SM vs MM

I am interested in recruiting for L/S equity post two years as an Analyst at a MF and eventually start my own fund. Given PE, my investing style is more mid/long-term. Seems like the pendulum has swung in favor of MM the past few years. What's the best way to think about SM vs MM in terms of performance, becoming a PM, and starting your own fund? I know there's a lot of nuances (e.g., joining MM is pod-dependent) but I'm hoping someone could shed more light for an outsider to the HF world.

3 Comments
 

Gonna be real there's a ridiculous sea of content out there to look at now. Googling your question will yield decent results, buysidehustle has some stuff on this, Brett Caughran's Fundamental Edge blog/twitter page has a lot on this too.

You have a TON of resources/threads on wso too.

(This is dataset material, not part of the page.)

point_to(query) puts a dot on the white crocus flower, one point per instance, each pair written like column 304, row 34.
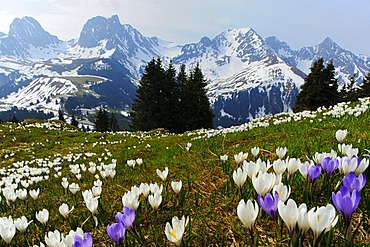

Fwiw, as an ex MFPE analyst turned MMHF analyst; virtually nothing you have learnt in the past 3-4 years will colour your day to day if your xp is anything like mine...

 

This question is meaningless without knowing what SM offers you actually have/are considering - whether they are better than a generic MM seat will be a function of fund size/pedigree/performance, stability and comp and only you can properly assess this with offers in hand. To generalise, you’re looking for shops that are willing and able to retain people from high opportunity cost backgrounds (top tier IB/PE), otherwise probably better of going to a pod.